MENIMBANG
PILKADA LANGSUNG
UNTUNG RUGI PILKADA LANGSUNG
DAN TIDAK-LANGSUNG ?*
(Suatu Pemikiran Awal
Untuk Diskusi)
Pengantar
Polemik
Pilkada Langsung terjadi di bawah dua isyu utama. Yang mendukung menyatakan bahwa ini adalah salah satu dasar perubahan yang
diinginkan masyarakat pada awal Era Reformasi. Rakyat menginginkan
ditegaskannya hak mereka untuk secara langsung turut memilih pimpinan di bidang
eksekutif mereka (yang menjalankan roda pemerintahan: Presiden, Gubernur, Bupati
dan Walikota). Yang menolak merujuk
kepada Sila ke-4 Pancasila yang mengandung paham “Demokrasi Pancasila” yang berintikan
“demokrasi melalui perwakilan” (democracy
by representation).
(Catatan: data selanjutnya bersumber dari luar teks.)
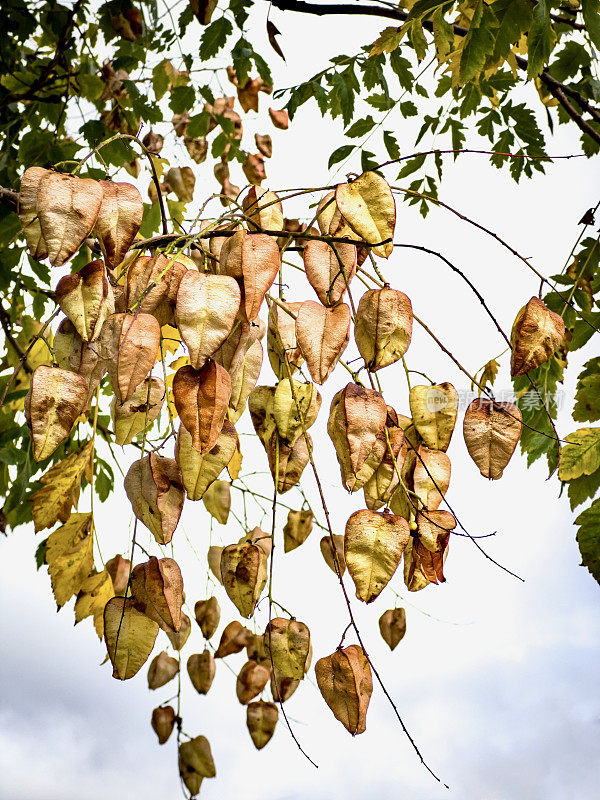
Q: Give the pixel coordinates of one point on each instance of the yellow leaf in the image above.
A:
(95, 593)
(60, 492)
(70, 557)
(129, 637)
Sila ke-4 ini menyatakan :”Kerakyatan yang dipimpin
oleh hikmah kebijaksanaan dalam Permusyawaratan/Perwakilan” – suatu cara
demokrasi melalui musywarah oleh wakil-wakil rakyat yang terpilih[1].
Apa untung-rugi kedua cara ini ?
Yang pertama,yang langsung, dimana setiap warga yang berhak memilih menentukan
pilihannya, siapa akan jadi gubernur dan bupati. Ataukah yang kedua, yang tidak-langsung, di mana para warga
menyerahkan pilihannya kepada wakil-wakil mereka di Dewan Perwakilan Daerah
(DPRD).
Isyu Korupsi
Di
belakang debat: poses “hak-langsung” dan proses “hak-diwakili” sebagai isyu “Demokrasi-Liberal”
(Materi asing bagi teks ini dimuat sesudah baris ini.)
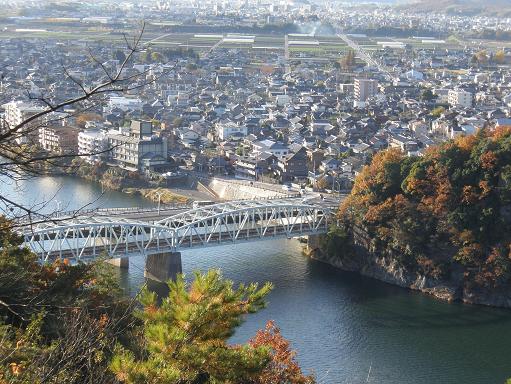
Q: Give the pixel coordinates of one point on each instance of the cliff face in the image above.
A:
(387, 269)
vs “Demokrasi-Pancasila”, sebenarnya ada
isyu yang lebih besar, yaitu tentang “money
politics” (demokrasi-politik-uang atau DPU).Terbongkarnya “luka-lama”
pelaksanaan demokrasi di Indonesia, yaitu bahwa kekuasaan politik dapat menghasilkan kekayaan berlimpah bagi
perseorangan, dengan kasus-kasus korupsi, menurut saya, adalah isyu utama
dalam debat ini. Yang menentang proses
“hak-langsung” berdalih bahwa pengalaman selama Era Reformasi ini, dan
terutama pada pemerintahan 5 tahun terakhir, membuktikan bahwa Pilkada-langsung
membutuhkan banyak dana (untuk kampanye dan “membeli-suara”), yang kemudian
“harus dibayar-kembali” oleh eksekutif-terpilih (gubernur, bupati, walikota)
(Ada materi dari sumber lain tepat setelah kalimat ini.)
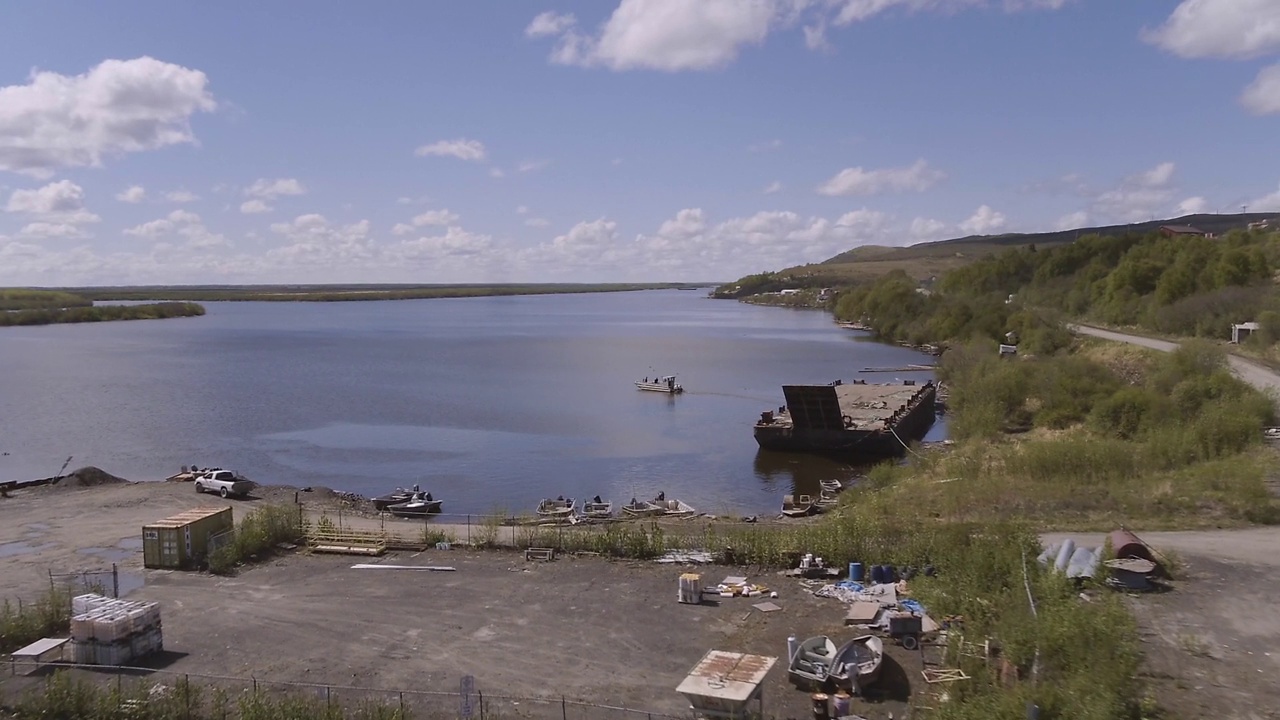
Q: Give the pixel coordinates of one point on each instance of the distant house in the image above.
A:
(1173, 231)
melalui “pilihan/dukungan-proyek” dan “penentuan-anggaran”. Sebaliknya yang menentang proses“hak-diwakili” menyatakan masalah penyalahgunaan - kekuasaan
dan tanda-terima-kasih oleh eksekutif terpilih, tidak akan hilang dengan
menyerahkan kewenangan memilih kepada wakil-rakyat di DPRD, mungkin malah
bertambah, karena sekarang Partai Politik melalui fraksi-fraksinya dapat
“lebih-kuat” menutut dan mendesak “balas-jasa” (dengan kemungkinan pula di
“desak” oleh pusat kekuasaan Partai Politik).
Pilkada Langsung Mendidik
Rakyat ?
Suatu
argumen yang mendukung Pilkada-langsung adalah perlunya kita mendidik rakyat
tentang hak mereka untuk melalukan pilihan dan tentunya mengawasi pula
pilihannya itu. Tanggung-jawab melalukan pilihan yang tepat tanpa “terpaksa”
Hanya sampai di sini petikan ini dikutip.